Carnegie energy faces rough seas






Darling of Australian wave energy companies, Carnegie Clean Energy (ASX: CCE), is fighting for its life after missing key corporate and contract deadlines.

The company, which is commercialising equipment to generate power from wave action as well as a solar/battery microgrid, remains suspended from the stock exchange after failing to lodge its half yearly accounts on time.

And yesterday the Western Australian government withdrew from a $16 million wave energy project at Albany in the state’s south, crystallising a $1.6 million loss to the taxpayer.

The company said in a statement it was disappointed with the government’s action, which followed it submitting a revised and extended timetable for completing the project.

Continuing the project would have allowed the company to minimise the loss of R&D tax offsets associated with the project, and include design changes which would cut the project’s costs.

“This significant new development must now be incorporated into the strategic review currently underway and Carnegie will update the market in due course,” the statement said.
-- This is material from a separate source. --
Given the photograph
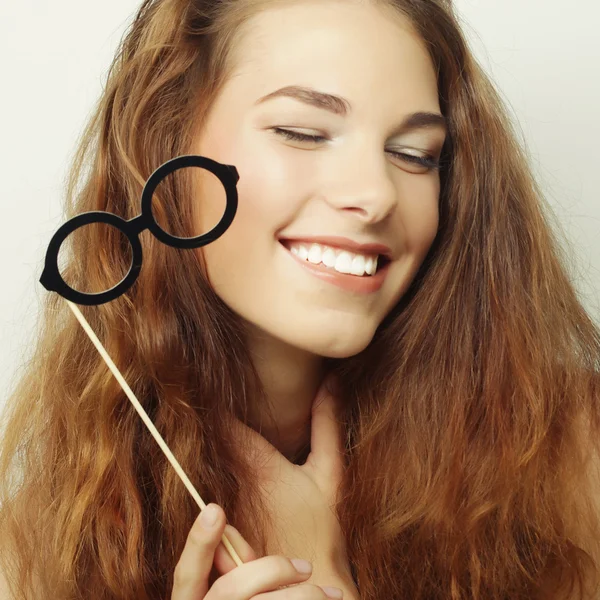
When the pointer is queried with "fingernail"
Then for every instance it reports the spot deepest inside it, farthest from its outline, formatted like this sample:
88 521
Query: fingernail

It its accounts for the first half of this financial year, submitted eight days late, the company revealed a $45 million loss due to write downs of its intellectual capital.

It also suffered a $6 million loss from its solar microgrid business, EMC.

Intangible assets were written down by $35 million to $15 million, to be ‘more in line with the market capitalisation of the company’.

The company has also laid off 30 staff and is pursuing a sale of the EMC business.

Carnegie’s shares were selling at a third of a cent each before its suspension.